The change in presidential tone is greeted with skepticism byHumanity. The newspaper evokes a ‘renunciation’ of the principle of ‘convincing rather than coercing’, in particular caregivers, that the president would take the risk of ‘overwhelming, after 18 months of a pandemic’. ‘There is a danger that, for lack of vaccinated caregivers, the real subject will become the lack of caregivers’ quite simply ‘, as their jobs are poorly paid, their working conditions unworthy and unacceptable,’ warns L’Huma. Too many constraints or not enough? In an interview withRelease, Doctor Jean Charlet, former head of the intensive care unit, believes that ‘to impose the vaccine only on caregivers is very insufficient’ and defends the extension of the vaccination obligation to all over 12 years.

The extension of the health pass is also causing concern.The Parisianrelays the reservations expressed, in particular, by restaurateurs, cinemas managers, and shopping center managers – who point the finger, among other things, at the lack of personnel to control the passes and say they fear both a desertion of customers and endless queues. Despite these criticisms, Emmanuel Macron’s intervention seems to have acted as an electric shock.La Dépêche du Midireports the saturation, a few minutes, only after his speech of online meeting platforms to be vaccinated against Covid-19.

Elsewhere in Europe, compulsory vaccination also seems to be gaining ground. ‘In a few days, the health wind has completely turned. The pressure increases on those who refuse the ‘piquouze’: the Belgian newspaperThe eveningcites the cases of Italy, where health workers already have no choice, and the United Kingdom, which will make vaccination compulsory for all staff in retirement homes.

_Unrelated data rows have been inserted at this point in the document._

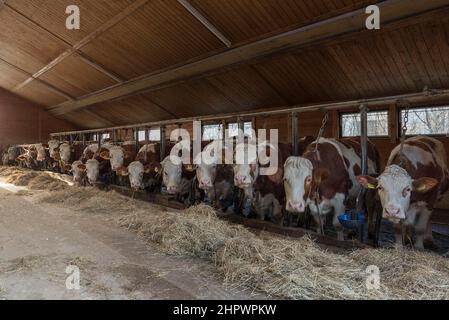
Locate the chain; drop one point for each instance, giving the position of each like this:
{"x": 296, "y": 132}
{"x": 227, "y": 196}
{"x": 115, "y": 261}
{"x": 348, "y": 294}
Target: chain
{"x": 322, "y": 128}
{"x": 406, "y": 106}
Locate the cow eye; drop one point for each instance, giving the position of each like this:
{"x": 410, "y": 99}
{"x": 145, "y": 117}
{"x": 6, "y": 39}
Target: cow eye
{"x": 406, "y": 191}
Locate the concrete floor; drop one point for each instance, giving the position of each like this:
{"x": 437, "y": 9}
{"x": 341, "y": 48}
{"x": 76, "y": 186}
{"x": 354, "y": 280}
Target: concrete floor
{"x": 38, "y": 242}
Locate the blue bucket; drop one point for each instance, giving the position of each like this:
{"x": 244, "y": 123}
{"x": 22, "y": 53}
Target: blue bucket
{"x": 348, "y": 222}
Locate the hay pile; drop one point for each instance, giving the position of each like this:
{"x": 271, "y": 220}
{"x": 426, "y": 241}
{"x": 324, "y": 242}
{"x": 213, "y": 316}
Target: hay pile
{"x": 277, "y": 266}
{"x": 93, "y": 200}
{"x": 34, "y": 180}
{"x": 291, "y": 268}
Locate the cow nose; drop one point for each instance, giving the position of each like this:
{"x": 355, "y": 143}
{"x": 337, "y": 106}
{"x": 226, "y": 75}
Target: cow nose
{"x": 393, "y": 212}
{"x": 296, "y": 206}
{"x": 206, "y": 183}
{"x": 172, "y": 189}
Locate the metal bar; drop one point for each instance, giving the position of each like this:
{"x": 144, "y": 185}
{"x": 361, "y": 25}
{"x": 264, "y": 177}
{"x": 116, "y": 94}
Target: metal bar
{"x": 364, "y": 137}
{"x": 194, "y": 12}
{"x": 412, "y": 97}
{"x": 392, "y": 10}
{"x": 295, "y": 146}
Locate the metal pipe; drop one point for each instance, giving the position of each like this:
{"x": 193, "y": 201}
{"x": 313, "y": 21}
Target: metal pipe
{"x": 364, "y": 137}
{"x": 295, "y": 146}
{"x": 412, "y": 97}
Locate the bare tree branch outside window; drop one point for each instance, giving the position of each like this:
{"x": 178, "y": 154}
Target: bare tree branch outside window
{"x": 377, "y": 124}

In his speech, Emmanuel Macron also returned to his reform projects, ten months from the end of his mandate. On Form,Releasejudge ‘shifted’ the ‘pre-campaign speech’ delivered yesterday, as the country faces a health crisis. Basically, the newspaper curls up how the president would have ‘used the moment to castigate the lazy, sing the praises of industrialization and praise his pension reform’ – which he said to postpone, but not to give up, by ‘calling the French to project themselves into the future, which he described in almost caricatural terms of the liberal right ‘. A program too liberal for Libé, not enough forThe echoes, who judge that ‘on the economic and social side, the Head of State is more on the side of the carrots than the stick’. ‘Clearly, the’ whatever it costs’ has not given way to ‘how much it costs’, regrets the newspaper. Anyway, if the president decides to maintain his reform projects and if the French decide to oppose them, it will be necessary to take into account, from now on, the new health restrictions – to see, finally, with the drawing of Ranson forThe Parisian: ‘He said what?’ Asks a Frenchman in front of Emmanuel Macron’s intervention on TV. ‘That if we want to demonstrate against the pension reform, we will need a health pass,’ replies his wife.